Untransforming the Mouse

How to 3D

Chapter 8: Interaction

Untransforming the Mouse

The mouse skates over the viewport, hovering over specific objects in the scene. Identifying which object or location is under the cursor is a common need in interactive renderers. WebGL won't help much with this task. The burden is ours as graphics developers. In particular, we'll need to work backward through the gauntlet of transformations that put our models on the screen. We must untransform the mouse.

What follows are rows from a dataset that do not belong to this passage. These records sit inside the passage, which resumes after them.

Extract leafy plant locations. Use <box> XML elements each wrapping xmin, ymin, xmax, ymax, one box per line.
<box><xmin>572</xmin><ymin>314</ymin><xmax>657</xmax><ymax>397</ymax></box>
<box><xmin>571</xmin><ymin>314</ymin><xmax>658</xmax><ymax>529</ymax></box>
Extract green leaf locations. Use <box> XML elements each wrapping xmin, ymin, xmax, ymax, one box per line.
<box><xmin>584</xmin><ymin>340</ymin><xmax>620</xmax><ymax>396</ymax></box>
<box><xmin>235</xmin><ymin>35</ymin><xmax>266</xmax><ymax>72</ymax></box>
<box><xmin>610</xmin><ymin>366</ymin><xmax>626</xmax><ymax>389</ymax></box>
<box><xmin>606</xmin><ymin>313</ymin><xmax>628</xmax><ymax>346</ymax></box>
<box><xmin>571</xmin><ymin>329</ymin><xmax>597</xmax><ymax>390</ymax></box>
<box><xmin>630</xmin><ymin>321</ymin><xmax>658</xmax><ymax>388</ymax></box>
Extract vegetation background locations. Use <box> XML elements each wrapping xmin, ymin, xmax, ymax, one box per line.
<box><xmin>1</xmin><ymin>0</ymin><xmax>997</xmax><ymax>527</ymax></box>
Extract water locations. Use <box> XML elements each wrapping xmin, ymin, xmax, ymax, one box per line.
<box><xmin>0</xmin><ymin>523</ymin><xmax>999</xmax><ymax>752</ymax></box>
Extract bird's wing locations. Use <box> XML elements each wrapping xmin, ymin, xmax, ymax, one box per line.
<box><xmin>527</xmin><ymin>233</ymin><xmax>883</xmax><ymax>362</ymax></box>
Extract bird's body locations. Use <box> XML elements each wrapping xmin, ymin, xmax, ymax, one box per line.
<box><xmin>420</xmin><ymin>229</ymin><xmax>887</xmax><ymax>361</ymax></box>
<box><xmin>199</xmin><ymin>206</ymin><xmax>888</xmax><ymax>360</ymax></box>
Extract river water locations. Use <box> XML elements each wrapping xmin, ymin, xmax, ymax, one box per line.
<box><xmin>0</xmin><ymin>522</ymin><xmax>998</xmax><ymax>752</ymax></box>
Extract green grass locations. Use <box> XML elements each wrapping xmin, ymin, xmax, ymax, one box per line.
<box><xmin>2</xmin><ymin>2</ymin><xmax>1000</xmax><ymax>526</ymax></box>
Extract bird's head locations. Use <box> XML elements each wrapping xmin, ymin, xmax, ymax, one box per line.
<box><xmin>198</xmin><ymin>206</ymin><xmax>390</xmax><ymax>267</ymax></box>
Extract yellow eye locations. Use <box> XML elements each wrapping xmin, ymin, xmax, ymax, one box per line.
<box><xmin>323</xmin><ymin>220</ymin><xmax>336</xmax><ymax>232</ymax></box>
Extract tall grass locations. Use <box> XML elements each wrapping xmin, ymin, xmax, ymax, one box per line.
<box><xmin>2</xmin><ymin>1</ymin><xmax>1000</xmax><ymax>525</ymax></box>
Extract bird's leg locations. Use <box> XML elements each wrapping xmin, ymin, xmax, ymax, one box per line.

Recall that a vertex passes through this chain of spaces:

model space ↓ world space ↓ eye space ↓ clip space ↓ normalized space ↓ pixel space

A vertex generally moves from one space to another by way of a matrix multiplication. The only exception is the transition from clip space to normalized space, which is the result of the perspective divide. All together, this is the mathematical gauntlet through which each vertex passes:

$$\begin{aligned} \mathbf{p}_\mathrm{world} &= \mathrm{worldFromModel} \times \mathbf{p}_\mathrm{model} \\ \mathbf{p}_\mathrm{eye} &= \mathrm{eyeFromWorld} \times \mathbf{p}_\mathrm{world} \\ \mathbf{p}_\mathrm{clip} &= \mathrm{clipFromEye} \times \mathbf{p}_\mathrm{eye} \\ \mathbf{p}_\mathrm{norm} &= \frac{\mathbf{p}_\mathrm{clip}}{w_\mathrm{clip}} \\ \mathbf{p}_\mathrm{pixel} &= \mathrm{pixelFromNormalized} \times \mathbf{p}_\mathrm{norm} \\ \end{aligned}$$

We've been handling the first three transformations in the vertex shader, and WebGL has been handling the last two. To get the mouse position from pixel space into one of the earlier spaces, we must work backward through these operations, even the ones that WebGL has been handling. Let's step through the untransformation one space at a time.

From Pixel Space to Normalized Space

When a mouse event occurs, we query its coordinates, which are in pixel space, with this event listener:

window.addEventListener('pointerdown', event => {
  const mousePixel = new Vector3(
    event.clientX,
    canvas.height - 1 - event.clientY,
    0,
  );
});
window.addEventListener('pointerdown', event => {
  const mousePixel = new Vector3(
    event.clientX,
    canvas.height - 1 - event.clientY,
    0,
  );
});

We must step backward from pixel space to normalized space. The gauntlet above shows how we step forward via a matrix named \(\mathrm{pixelFromNormalized}\), which is normally handled by WebGL. To step backward, we must undo this matrix multiplication. But what exactly does this matrix do?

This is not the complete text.